In developed markets, banks have turned securitization of credit risk into a trillion dollar industry- an area which generates hefty returns. They sell their loans to insurance companies, investment and pension funds and get others to reinsure their risk. But questions are being raised by financial analysts about lack of transparency in which credit risks are being transferred as some portion of” structured” credit is not so liquid and encashable.

To quote the Economist, London,” the glut of corporate bankruptcies in 2001 and 2002 have had no devastating effect on balance-sheet of banks that might have been expected. Loans of $34 billion were wiped out in the bankruptcies of Enron and Worldcom alone. Yet only millions,rather than billions, are showing up in the quarterly reports(balance-sheets) of affected financial institutions..Where are all the losses gone?” That is one explanation why banks have not collapsed in prolonged economic slump in the United States.

Some fear is being expressed that” loans buried today, will show up in new places later, causing an unpredictable damage to the world economy,”says the Economist.

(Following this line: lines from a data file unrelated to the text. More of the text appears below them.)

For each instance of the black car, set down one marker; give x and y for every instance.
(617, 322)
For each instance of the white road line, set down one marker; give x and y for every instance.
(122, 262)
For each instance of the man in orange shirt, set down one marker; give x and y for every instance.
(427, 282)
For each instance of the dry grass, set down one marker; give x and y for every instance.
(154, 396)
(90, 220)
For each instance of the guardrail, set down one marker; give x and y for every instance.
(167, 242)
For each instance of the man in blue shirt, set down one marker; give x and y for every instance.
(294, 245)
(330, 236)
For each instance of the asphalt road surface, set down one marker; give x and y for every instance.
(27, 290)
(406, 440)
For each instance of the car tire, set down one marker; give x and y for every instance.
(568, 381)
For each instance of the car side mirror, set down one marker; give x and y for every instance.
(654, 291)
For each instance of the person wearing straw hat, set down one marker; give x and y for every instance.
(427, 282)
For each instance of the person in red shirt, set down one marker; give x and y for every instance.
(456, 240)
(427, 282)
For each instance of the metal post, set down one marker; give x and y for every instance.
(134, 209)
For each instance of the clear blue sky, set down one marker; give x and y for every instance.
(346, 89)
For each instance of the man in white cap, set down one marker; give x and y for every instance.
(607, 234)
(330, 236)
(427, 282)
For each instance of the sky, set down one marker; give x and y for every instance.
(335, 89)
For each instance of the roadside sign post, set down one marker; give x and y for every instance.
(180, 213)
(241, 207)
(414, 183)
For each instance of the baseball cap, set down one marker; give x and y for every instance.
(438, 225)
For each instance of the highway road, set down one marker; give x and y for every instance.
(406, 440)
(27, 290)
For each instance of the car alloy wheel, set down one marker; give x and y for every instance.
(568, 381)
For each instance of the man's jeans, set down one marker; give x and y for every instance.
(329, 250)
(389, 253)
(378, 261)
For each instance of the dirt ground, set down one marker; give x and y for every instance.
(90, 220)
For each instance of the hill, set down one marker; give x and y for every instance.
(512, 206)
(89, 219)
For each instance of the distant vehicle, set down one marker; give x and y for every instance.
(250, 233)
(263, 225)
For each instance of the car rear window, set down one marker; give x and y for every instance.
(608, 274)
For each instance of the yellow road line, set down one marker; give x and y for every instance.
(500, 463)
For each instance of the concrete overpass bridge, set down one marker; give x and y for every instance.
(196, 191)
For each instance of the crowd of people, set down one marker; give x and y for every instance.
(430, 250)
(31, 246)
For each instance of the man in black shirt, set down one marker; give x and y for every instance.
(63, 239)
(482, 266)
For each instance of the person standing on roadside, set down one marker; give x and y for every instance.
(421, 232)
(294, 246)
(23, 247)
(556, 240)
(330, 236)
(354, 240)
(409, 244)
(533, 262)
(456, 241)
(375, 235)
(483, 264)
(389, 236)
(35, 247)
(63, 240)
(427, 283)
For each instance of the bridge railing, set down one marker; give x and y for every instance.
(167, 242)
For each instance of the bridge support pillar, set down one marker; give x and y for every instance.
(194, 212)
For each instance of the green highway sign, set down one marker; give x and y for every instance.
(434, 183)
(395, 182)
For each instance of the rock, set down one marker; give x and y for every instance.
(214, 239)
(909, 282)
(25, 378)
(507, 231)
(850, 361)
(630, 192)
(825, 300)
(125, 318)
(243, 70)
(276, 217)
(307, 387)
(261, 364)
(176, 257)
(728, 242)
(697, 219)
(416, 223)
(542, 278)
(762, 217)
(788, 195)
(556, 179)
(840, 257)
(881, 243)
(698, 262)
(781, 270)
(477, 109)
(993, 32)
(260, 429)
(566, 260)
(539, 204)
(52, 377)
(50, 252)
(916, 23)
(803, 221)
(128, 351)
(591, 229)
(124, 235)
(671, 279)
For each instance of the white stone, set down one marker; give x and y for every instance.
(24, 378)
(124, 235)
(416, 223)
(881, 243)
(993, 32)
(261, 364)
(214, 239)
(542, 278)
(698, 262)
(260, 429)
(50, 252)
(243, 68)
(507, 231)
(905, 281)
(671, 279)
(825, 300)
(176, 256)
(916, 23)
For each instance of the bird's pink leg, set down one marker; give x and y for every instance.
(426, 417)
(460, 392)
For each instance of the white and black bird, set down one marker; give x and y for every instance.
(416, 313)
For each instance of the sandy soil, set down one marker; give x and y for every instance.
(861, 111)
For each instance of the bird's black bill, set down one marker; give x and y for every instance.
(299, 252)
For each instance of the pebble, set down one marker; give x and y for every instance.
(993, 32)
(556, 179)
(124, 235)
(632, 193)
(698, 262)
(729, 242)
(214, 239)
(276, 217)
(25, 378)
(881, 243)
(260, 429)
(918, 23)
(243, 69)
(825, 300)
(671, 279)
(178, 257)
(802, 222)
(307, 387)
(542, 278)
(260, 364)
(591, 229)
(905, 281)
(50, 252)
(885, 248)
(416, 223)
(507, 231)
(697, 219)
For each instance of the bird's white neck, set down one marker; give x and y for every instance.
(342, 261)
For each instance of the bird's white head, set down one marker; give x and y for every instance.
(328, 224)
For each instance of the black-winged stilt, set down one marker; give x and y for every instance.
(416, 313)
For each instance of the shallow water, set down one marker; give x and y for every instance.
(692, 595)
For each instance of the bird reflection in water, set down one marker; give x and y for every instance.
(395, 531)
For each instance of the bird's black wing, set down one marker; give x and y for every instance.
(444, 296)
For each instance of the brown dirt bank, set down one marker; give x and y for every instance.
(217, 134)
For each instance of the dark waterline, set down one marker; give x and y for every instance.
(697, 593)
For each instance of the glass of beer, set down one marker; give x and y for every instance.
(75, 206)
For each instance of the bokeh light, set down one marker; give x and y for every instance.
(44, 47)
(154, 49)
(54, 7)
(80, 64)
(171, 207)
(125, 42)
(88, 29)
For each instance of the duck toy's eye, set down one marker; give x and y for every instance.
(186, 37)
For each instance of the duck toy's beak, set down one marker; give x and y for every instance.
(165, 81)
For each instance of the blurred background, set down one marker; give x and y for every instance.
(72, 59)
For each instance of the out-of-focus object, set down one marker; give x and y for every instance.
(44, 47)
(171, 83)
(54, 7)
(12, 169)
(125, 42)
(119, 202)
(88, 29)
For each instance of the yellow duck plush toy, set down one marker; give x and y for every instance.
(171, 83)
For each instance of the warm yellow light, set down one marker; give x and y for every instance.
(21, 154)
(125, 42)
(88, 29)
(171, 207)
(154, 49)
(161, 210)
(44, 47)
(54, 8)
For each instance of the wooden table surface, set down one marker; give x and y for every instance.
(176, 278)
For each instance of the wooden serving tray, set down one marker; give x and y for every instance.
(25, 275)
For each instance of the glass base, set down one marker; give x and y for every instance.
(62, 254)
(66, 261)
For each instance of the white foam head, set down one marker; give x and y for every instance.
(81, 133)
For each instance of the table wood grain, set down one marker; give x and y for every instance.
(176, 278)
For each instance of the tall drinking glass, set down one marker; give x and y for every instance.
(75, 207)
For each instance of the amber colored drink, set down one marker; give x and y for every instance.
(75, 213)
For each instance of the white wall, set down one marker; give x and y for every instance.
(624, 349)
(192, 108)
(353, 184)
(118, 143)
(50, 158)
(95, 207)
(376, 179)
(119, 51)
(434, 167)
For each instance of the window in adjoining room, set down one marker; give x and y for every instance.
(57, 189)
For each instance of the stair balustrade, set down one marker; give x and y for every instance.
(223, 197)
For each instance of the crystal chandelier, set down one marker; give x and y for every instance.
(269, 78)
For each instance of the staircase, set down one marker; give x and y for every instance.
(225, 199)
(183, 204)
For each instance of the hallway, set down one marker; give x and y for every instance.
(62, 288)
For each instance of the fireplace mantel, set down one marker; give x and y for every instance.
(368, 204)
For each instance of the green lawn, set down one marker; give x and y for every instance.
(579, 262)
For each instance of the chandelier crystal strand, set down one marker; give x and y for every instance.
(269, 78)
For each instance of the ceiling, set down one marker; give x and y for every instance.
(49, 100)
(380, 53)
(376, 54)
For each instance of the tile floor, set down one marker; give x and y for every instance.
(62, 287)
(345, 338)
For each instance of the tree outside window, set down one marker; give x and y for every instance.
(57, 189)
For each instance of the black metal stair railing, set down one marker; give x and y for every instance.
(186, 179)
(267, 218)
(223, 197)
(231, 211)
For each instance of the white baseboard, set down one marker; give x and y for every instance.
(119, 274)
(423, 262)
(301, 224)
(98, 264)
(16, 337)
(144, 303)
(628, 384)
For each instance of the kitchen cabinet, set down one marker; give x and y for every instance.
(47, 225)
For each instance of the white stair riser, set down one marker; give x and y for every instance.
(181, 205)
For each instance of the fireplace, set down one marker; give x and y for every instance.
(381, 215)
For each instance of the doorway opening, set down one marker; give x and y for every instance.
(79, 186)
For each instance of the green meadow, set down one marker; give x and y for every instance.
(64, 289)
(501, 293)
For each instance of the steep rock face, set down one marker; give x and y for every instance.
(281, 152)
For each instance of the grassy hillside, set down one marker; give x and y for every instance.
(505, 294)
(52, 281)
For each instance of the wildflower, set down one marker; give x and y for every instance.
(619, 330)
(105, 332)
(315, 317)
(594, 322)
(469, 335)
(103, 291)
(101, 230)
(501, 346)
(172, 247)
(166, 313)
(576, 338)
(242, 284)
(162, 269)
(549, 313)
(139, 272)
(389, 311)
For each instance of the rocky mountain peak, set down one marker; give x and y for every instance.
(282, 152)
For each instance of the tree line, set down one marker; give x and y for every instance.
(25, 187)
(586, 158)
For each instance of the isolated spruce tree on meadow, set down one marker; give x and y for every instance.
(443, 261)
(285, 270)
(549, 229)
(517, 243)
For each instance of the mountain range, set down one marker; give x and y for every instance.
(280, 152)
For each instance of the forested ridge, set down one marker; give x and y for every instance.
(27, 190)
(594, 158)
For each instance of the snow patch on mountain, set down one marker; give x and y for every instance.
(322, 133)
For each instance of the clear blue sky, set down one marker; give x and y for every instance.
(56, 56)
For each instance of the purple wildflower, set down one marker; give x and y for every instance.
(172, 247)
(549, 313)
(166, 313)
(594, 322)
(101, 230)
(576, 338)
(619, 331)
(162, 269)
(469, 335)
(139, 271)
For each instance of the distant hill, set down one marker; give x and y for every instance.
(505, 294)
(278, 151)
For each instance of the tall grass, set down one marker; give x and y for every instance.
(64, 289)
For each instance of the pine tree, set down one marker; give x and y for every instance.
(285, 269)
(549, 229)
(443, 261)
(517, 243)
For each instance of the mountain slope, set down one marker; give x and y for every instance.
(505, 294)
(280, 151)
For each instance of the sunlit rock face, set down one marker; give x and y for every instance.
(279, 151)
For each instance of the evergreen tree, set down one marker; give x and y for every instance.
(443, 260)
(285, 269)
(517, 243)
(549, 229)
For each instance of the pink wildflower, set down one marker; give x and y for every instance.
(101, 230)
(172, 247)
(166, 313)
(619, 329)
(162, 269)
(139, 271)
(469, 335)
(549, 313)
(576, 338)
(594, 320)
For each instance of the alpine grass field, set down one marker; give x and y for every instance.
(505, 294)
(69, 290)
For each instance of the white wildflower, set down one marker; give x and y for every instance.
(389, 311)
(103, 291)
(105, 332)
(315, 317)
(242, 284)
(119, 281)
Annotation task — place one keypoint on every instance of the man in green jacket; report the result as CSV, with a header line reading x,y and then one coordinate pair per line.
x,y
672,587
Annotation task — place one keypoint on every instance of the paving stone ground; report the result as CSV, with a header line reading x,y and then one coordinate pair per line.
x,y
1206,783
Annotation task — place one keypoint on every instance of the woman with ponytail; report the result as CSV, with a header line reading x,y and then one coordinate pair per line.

Policy makers in Pakistan look at the situation differently. Like any other business, they argue banking business makes profits and suffers losses. In credit risk transfers worth trillions of dollars, some billions of dollar loss is nothing to worry about.

The loans originate in banks after thorough appraisal. The package of credit risks is transferred to other financial institutions who operate on a long-term basis. For banks, it frees up the space for churning new business. The credit risk is transferred to those who have appetite for it.